Highlights of the 2013-14 schedule include a show of Andy Warhol’s 13 Most Wanted Men paintings, which coincides with the 50-year anniversary of Warhol’s related mural installation at the 1964 World’s Fair and the concomitant censorship brouhaha that surrounded its prompt removal. The show is being developed in collaboration with The Andy Warhol Museum and will debut in Queens in April 2014.
Finkelpearl reaffirmed on Thursday the museum’s commitment to a continued exploration of the political, artistic and social issues impacting the local community (Queens is the most ethnically diverse borough in New York City).
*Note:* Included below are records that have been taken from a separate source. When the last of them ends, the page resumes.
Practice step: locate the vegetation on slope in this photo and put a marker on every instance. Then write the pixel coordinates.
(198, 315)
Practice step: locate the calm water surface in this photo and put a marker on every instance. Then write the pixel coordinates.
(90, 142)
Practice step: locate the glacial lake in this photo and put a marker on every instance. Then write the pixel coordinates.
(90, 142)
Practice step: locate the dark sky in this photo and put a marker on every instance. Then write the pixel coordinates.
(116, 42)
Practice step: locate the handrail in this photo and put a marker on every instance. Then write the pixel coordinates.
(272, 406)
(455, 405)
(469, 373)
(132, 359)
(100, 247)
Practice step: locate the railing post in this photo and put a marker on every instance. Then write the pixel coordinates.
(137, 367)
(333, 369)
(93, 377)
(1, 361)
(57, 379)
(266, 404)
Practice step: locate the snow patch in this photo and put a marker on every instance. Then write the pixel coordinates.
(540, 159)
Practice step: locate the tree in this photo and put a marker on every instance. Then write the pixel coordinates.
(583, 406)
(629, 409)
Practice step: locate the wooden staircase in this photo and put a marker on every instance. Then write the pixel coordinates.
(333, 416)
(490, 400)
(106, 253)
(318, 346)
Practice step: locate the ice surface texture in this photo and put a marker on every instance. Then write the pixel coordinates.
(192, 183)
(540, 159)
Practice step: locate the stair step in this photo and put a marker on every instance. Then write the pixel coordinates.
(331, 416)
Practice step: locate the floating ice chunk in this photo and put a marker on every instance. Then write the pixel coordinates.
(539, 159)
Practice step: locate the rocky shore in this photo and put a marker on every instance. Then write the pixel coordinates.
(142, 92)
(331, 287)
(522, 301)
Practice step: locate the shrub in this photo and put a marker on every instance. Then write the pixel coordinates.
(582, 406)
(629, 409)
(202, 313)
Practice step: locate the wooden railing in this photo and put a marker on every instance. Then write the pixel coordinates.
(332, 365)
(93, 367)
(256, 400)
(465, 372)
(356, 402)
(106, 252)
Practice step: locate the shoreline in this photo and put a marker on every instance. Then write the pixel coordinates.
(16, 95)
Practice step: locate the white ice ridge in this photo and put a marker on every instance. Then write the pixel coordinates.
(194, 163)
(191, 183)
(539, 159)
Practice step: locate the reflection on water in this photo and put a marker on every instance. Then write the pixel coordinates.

In keeping with that pledge, several performance-related projects are planned, including Pedro Reyes’s mock United Nations “The People’s UN (pUN)” [October-December 2013]; “Peter Schumann: Black and White,” for which a 40-by-150-foot mural will be created live during viewing hours (October 2013-March 2014); and the first museum survey of the Los Angeles-based performance group Los Angeles Poverty Department (LAPD), February-May 2014.
The Queens Museum’s newly annexed portion features modern, open and social spaces, including an area of wood floor for dancing and performances. It also has double-height ceilings and a prominent skylight, yielding manifold “aspirational” natural light, according to Finkelpearl. There are studios, classrooms, an enlarged bookstore and a glass-walled cafe directly facing the iconic Unisphere.
Beginning in October, visitors will be able to enter the museum directly from Flushing Meadows-Corona Park, integrating the museum into the park via soaring 28-foot glass walls. The park is the city’s second-largest (after Pelham Bay Park in the Bronx) and is also home to Citi Field, the USTA Billie Jean King National Tennis Center, the New York Hall of Science, the Queens Wildlife Center, Meadow Lake, playgrounds and ball fields.
The rethinking of the museum’s exterior will result in radically increased visibility from the west, too. Previously, motorists on the Grand Central Parkway might not have known they were passing by the museum. Now they won’t be able to miss a new 27-by-200-foot glass wall with an embedded multi-colored lighting system that will eventually be a site for temporary artist commissions.